Set $R_n(x)$ the quantity in the title, for $n\in\mathbb{N}$ and $x > 0$.
I'm trying to prove that if $x < 1$, then $R_n(x)\underset{n\rightarrow +\infty}{\longrightarrow} 0$, if $x > 1$, then $R_n(x)\underset{n\rightarrow +\infty}{\longrightarrow} 1$ and if $x = 1$, then $R_n(x)\underset{n\rightarrow +\infty}{\longrightarrow} \frac{1}{2}$. (I got these limits with Python.)
My approach is to make a substitution in the integral, $u = nt$. I get then $R_n(x) = \displaystyle\frac{1}{n!}\int_0^{nx}e^{-u}u^n\,\mathrm du$. I recognize the (incomplete) Gamma function, and know that $\Gamma(n+1) = n!$ but don't know how to proceed (I tried many other substitutions, without success).
Could I get some help on the matter? Thanks.
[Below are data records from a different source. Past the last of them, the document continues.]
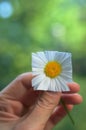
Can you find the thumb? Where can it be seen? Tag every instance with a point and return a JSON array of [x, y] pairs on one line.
[[43, 109]]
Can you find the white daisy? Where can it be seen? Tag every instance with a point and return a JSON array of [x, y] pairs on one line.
[[52, 70]]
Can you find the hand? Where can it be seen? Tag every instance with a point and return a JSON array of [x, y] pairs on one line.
[[22, 108]]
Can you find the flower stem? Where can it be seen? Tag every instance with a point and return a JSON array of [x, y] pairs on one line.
[[69, 115]]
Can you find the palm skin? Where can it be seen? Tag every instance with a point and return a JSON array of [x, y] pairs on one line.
[[23, 108]]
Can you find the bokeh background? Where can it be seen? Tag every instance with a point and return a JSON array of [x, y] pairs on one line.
[[28, 26]]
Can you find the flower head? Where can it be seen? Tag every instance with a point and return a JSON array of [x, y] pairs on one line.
[[52, 70]]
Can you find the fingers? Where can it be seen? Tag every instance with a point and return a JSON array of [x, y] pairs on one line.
[[72, 99], [43, 109], [59, 114]]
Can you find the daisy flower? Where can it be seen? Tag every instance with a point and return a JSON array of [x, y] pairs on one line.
[[52, 70]]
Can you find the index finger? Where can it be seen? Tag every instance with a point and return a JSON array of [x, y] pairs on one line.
[[74, 87]]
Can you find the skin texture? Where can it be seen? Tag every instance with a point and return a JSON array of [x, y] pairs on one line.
[[22, 108]]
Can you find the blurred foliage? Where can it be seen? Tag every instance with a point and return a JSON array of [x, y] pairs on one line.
[[41, 25]]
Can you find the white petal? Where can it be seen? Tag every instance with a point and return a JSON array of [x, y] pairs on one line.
[[63, 83], [58, 85], [44, 85], [42, 56], [37, 80], [50, 55], [66, 76], [62, 56], [52, 86], [36, 61]]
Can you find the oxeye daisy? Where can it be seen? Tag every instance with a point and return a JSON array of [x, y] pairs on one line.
[[52, 70]]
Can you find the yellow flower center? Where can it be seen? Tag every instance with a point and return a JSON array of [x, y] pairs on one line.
[[52, 69]]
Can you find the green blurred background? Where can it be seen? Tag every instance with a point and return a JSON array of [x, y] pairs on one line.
[[28, 26]]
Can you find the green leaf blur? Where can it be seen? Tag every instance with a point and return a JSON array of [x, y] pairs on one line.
[[36, 25]]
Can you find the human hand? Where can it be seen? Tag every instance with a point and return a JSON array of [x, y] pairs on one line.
[[22, 108]]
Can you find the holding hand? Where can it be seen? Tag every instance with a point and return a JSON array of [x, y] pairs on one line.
[[22, 108]]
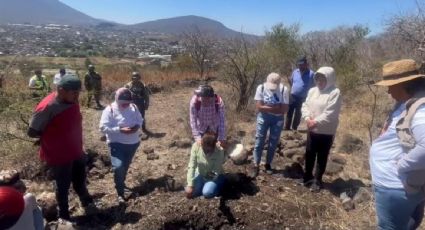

Here's a non-probabilistic casting of @user10354138's logic.
You want $$\lim_{n\to\infty}\frac{n^{n+1}}{n!}\int_0^x e^{-nt}t^ndt=\lim_{n\to\infty}\frac{1}{n!}\int_0^{nx}e^{-y}y^ndy.$$A bit of calculus gvies the quadratic approximation $n\ln y-y\approx n\ln n-n-\frac{(y-n)^2}{2n}$, so$$\int_0^{nx}e^{-y}y^ndy\approx n^ne^{-n}\int_0^{nx}e^{-(y-n)^2/(2n)}dy\approx\frac{n!}{\sqrt{2\pi n}}\int_{-n}^{n(x-1)}e^{-z^2/(2n)}dz,$$where the second $\approx$ uses the Stirling approximation. So we want$$\lim_{n\to\infty}\frac{1}{\sqrt{2\pi n}}\int_{-n}^{n(x-1)}e^{-z^2/(2n)}dz.$$If $x>1$, the integral $\approx\int_{-\infty}^\infty e^{-z^2/(2n)}dz=\sqrt{2\pi n}$, so the limit is $1$. If $x=1$, we lose the $z>0$ half of the integral, halving the result; if $x<1$, the upper limit $\to-\infty$, making the limit $0$.